Anyway you would not recognize most of them. The people who vote a ton are not the same people who comment and post a lot.
The way you presented this is as a kind of fight: what do YOU think of THEM that influence YOUR content (implied: without your CONSENT).
But… it’s just people voting, and commenting, and posting - all normal activities that people have done since before any of the Fediverse existed?
This all seems so incongruous, as in what two days ago was considered a virtuous activity all of a sudden is seen as “bad”, and already (not under discussion to maybe possibly potentially be done at some future date) throttled.
I would have preferred a greater rather than lesser amount of transparency and control. Like if a recipient does not like one of these top-10 voters, can they opt-out of that control by blocking them? And if so, how can an individual find out who these mass-vote-controllers are, short of spinning up their own instance thereby exposing themselves to all the frustrations that any public-facing interfaces have in the modern era.
But maybe we WANT these people to control what we see - if we like what they are doing and enjoy the work having been done for us already, each day before we even log in to check the content available on today’s feed?

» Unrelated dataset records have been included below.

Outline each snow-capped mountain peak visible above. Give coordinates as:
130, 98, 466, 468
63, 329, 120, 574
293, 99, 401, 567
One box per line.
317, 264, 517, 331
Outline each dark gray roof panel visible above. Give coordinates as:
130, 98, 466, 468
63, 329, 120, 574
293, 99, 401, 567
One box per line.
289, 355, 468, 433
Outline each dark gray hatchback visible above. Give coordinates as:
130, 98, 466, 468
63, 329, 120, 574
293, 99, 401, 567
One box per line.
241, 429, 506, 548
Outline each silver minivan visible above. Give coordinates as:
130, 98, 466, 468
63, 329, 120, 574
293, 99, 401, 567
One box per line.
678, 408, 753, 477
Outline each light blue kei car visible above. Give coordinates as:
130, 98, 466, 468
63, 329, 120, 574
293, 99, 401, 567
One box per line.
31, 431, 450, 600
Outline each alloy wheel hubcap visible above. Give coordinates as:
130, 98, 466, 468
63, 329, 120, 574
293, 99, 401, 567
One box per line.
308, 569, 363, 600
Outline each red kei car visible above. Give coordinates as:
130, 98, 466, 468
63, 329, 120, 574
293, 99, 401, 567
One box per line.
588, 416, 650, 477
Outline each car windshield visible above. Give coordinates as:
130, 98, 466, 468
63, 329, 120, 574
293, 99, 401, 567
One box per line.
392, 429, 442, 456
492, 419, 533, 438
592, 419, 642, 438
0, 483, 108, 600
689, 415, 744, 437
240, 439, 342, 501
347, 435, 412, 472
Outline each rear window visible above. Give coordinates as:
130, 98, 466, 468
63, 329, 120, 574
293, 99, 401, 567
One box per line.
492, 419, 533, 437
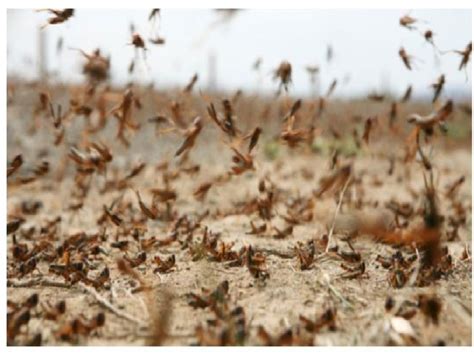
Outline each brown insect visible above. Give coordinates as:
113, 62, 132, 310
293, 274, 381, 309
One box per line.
153, 254, 176, 274
418, 294, 442, 325
398, 47, 413, 70
37, 9, 74, 29
7, 217, 26, 235
325, 79, 337, 99
148, 9, 161, 21
175, 116, 202, 157
123, 251, 146, 268
183, 73, 199, 93
273, 61, 292, 94
41, 300, 66, 321
295, 240, 316, 270
186, 280, 229, 308
193, 182, 212, 201
283, 99, 302, 122
431, 74, 446, 103
248, 127, 262, 154
400, 85, 413, 103
442, 42, 472, 70
399, 15, 418, 30
7, 154, 23, 177
230, 146, 255, 175
70, 48, 110, 84
148, 36, 166, 45
135, 191, 158, 220
362, 117, 377, 145
130, 33, 147, 51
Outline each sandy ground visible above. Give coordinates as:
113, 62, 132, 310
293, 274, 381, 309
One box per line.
7, 82, 472, 345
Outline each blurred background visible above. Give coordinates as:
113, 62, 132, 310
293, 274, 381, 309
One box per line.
7, 9, 472, 99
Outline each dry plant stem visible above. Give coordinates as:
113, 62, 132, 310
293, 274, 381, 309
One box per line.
7, 278, 71, 288
79, 284, 147, 328
325, 176, 351, 253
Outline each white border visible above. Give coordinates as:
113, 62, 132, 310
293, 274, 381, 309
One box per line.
0, 0, 472, 355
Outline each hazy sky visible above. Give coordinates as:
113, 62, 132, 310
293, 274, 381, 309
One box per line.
7, 9, 472, 96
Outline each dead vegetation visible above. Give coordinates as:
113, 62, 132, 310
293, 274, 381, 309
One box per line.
7, 9, 472, 346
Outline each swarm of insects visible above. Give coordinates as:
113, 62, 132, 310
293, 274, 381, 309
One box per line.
5, 9, 472, 346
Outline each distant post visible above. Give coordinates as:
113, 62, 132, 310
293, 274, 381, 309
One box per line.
37, 27, 48, 80
207, 52, 217, 92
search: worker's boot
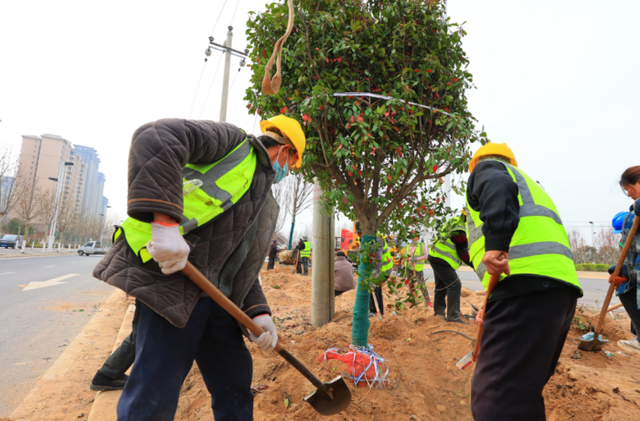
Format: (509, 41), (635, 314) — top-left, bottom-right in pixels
(447, 281), (466, 324)
(89, 370), (129, 390)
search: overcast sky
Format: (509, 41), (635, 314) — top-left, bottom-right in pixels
(0, 0), (640, 241)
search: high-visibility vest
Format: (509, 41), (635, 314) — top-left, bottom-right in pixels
(429, 216), (467, 270)
(300, 241), (311, 257)
(380, 240), (393, 272)
(114, 138), (257, 263)
(404, 241), (424, 272)
(467, 162), (580, 289)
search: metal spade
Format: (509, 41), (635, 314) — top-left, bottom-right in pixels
(182, 262), (351, 415)
(578, 216), (640, 351)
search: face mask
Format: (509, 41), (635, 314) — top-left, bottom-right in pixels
(273, 148), (289, 183)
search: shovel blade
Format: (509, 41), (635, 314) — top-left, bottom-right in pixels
(578, 339), (609, 352)
(304, 376), (351, 415)
(456, 351), (473, 370)
(578, 332), (609, 352)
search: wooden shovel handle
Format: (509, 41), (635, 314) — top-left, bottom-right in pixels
(182, 262), (333, 397)
(594, 216), (640, 339)
(473, 274), (500, 361)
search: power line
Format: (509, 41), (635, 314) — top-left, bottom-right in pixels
(211, 0), (229, 36)
(231, 0), (240, 26)
(189, 61), (207, 118)
(198, 55), (224, 118)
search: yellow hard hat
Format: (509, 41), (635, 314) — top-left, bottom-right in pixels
(469, 142), (518, 173)
(260, 114), (307, 168)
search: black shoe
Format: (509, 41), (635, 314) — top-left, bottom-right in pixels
(89, 370), (129, 390)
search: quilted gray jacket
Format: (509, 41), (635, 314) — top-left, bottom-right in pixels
(93, 119), (279, 327)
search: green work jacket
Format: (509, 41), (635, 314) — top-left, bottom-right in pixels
(467, 162), (580, 289)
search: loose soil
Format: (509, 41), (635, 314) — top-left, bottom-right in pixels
(0, 266), (640, 421)
(175, 266), (640, 421)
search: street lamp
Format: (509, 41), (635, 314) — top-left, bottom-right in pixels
(99, 206), (111, 247)
(589, 221), (596, 263)
(49, 161), (73, 253)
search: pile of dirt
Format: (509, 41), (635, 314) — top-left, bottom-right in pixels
(176, 267), (640, 421)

That is part of my answer to your OP question btw: I don’t know what I think yet about someone else controlling my feed, unless I had the data to be able to make an informed decision? I already presumed that either people were doing so - for Popular feeds - or else I knew that I could bypass that anytime I wanted, simply by browsing All.
So I am uncertain what “new information” this post is adding to my previous understanding of how matters work on the Threadiverse? I suppose it definitively rules out anything remotely resembling a more even distribution, but I would have rather assumed a Power Law curve from the start. Do these accounts upvote any action taken by Russia and downvote any response by Ukraine? In that case I am VERY interested!! Though now that they are throttled, won’t they simply switch to multiple accounts and continue relatively unimpeded?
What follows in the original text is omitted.